Well, it depends on what you mean by "impact". Castillo hasn't been a great player in minor league ball. He's a .259 lifetime hitter with a career OBP of .315. He's never hit more than 13 home runs.in a season nor is he an asset on the basepaths. Defensively, he's been erratic and mistake-prone. When two teams known for great talent evaluation, Texas and Tampa, came to the Cubs looking for a catcher, they both asked for Robinson Chirinos -- not Castillo.
But that's not to say there isn't some talent and potential there. Castillo may have the best arm of any catcher in the organization right now. He's thrown out 37% of base runners in his minor league career -- including an ouststanding 44% just two years ago. And while he may be erratic at times, he possesses an outstanding defensive skill set behind the plate. He's agile and athletic for a man of his pudge-like build (Ivan Rodriguez, not Carlton Fisk).
At the plate, Castillo has struggled since his great spring. He's hitting .245 with 2 home runs at Iowa. The encouraging thing is he has changed his approach somewhat. Once a hacktastic swinger, he now shows some semblance of patience -- walking over 10% of the time so far this season for the first time in his career. He has decent pop, more than Hill but not as much as Geovanny Soto.
This year, we shouldn't expect a whole lot. He'll split time with Koyie Hill rather than play everyday. But when he's in there, we should expect a catcher capable of making great plays behind the plate while occasionally making you smack yourself on the forehead. At the plate, we should be happy if he hits .250 with a home run or two.

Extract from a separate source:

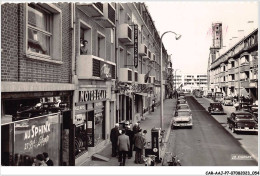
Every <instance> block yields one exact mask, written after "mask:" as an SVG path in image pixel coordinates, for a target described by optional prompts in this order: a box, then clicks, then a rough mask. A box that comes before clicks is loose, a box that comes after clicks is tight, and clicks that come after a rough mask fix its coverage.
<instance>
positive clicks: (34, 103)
mask: <svg viewBox="0 0 260 176" xmlns="http://www.w3.org/2000/svg"><path fill="white" fill-rule="evenodd" d="M69 97H70V96H50V97H33V98H20V99H5V100H3V101H2V106H3V107H2V117H1V122H2V124H5V123H10V122H13V121H17V120H23V119H28V118H33V117H38V116H42V115H47V114H52V113H57V112H61V111H66V110H69V109H70V98H69Z"/></svg>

Long term, it's unlikely he'll unseat incumbent Geovanny Soto as the Cubs starting catcher. If he were to play everyday and reach his full potential, we're probably looking at a guy who peaks at around .260-.270 with 12-15 home runs with great defense -- that's definitely a solid starter that would allow the Cubs to trade either Castillo or Soto for help in other areas -- but his downside would be a guy who hits .220-.230, swings at everything and continues to make mistakes behind the plate.
The Cubs were right to sent Castillo down despite his hot spring. He still has work to do and it wouldn't be the worst thing to see him take the Soto route of 2 1/2 years in AAA to hone his skills. For now, we can expect an occasional great play and some occasional pop -- and a frequent longing for the return of Geovanny Soto.